Meningitis | Causes, Symptoms, Risk Factors, Prevention & Treatment

3- Fungal meningitis:

Fungal meningitis occurs when fungi invade the body, usually the lungs, and pass to the brain and spinal cord, causing inflammation of their covering meninges.


The most common form of fungal meningitis is caused by cryptococcus neoformans fungus. Other fungi causing this condition include Histoplasma, Blastomyces, and Coccidioides.

These fungi usually live in soil, on decaying wood, and in bird droppings. They are transmitted via breathing the fungal spores into the lungs and do not spread between humans.

A fungus living naturally on and inside our bodies, candida, can become harmful in certain patients with weakened immunity and cause fungal meningitis.

How do you catch these infections?

Inhalation: Infection occurs when people breathe in fungal spores from the surrounding environment. Fungal spores are present generally in the soil, bird or bat droppings, and on decaying wood.

Opportunistic infection: This term refers to infection by weak organisms, often non-harmful ones, when medications or certain diseases weaken your immunity. The fungus Candida usually lives on and inside our bodies and is known to cause opportunistic oral, genital, or even meningeal infections in HIV-infected individuals and patients on immunosuppressive drugs.

What makes someone at a higher risk of getting fungal meningitis?

Immunity: people with weakened immunity are at higher risk. Examples include HIV-infected individuals, cancer patients, and people on immunosuppressive medications.

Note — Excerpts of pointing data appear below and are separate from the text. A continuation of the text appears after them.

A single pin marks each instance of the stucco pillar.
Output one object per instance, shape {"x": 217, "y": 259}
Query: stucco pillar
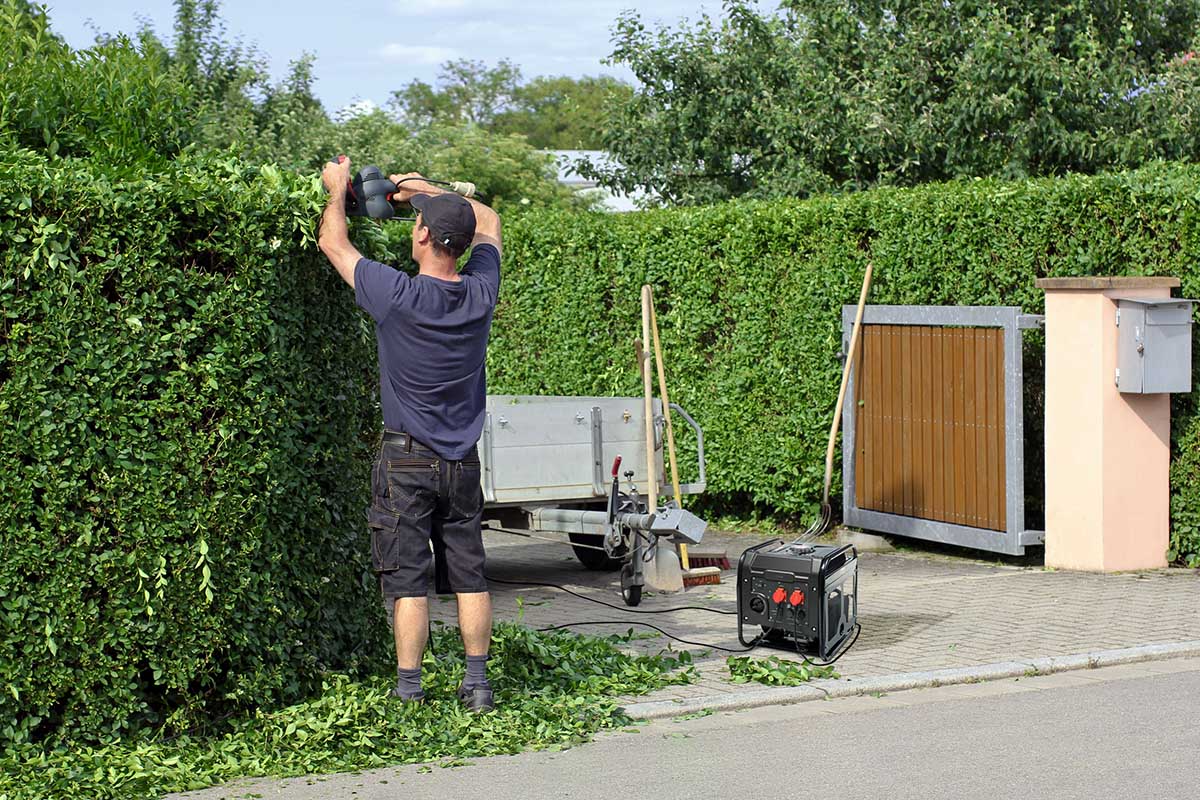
{"x": 1107, "y": 453}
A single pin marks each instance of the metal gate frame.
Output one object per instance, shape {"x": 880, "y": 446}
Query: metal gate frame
{"x": 1015, "y": 539}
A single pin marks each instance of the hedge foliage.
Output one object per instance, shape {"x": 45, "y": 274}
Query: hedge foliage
{"x": 187, "y": 405}
{"x": 749, "y": 298}
{"x": 185, "y": 414}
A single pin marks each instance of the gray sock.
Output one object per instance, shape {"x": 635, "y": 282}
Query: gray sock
{"x": 408, "y": 683}
{"x": 477, "y": 673}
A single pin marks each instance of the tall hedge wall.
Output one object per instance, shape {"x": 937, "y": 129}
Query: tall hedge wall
{"x": 749, "y": 300}
{"x": 187, "y": 405}
{"x": 185, "y": 410}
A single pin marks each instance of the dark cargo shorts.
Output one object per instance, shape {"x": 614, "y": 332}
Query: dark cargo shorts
{"x": 420, "y": 499}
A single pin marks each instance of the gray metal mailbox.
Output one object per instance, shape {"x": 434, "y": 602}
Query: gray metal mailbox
{"x": 1153, "y": 344}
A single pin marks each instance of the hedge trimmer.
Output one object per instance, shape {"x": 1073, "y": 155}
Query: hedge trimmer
{"x": 370, "y": 193}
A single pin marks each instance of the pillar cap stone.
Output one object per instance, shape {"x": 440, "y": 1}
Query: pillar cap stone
{"x": 1108, "y": 282}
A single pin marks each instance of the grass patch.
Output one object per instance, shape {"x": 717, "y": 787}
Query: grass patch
{"x": 774, "y": 671}
{"x": 553, "y": 690}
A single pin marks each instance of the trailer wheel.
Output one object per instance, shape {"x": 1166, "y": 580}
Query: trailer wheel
{"x": 591, "y": 558}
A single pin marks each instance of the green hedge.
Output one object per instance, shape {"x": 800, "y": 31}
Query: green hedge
{"x": 185, "y": 414}
{"x": 187, "y": 394}
{"x": 749, "y": 298}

Premature infants with low birth weight.

Living in certain areas.


Symptoms of Fungal meningitis are quite similar to those of bacterial meningitis.

Physical examination, lab investigations, and imaging are required to differentiate from bacterial meningitis.


    • General measures: Since the condition is rare and affects mostly people with weakened immunity, no measurements are required. However, avoiding areas with too many bird and bat droppings and dusty environments can be relatively protective for those people.
    • Vaccination: No vaccines are needed.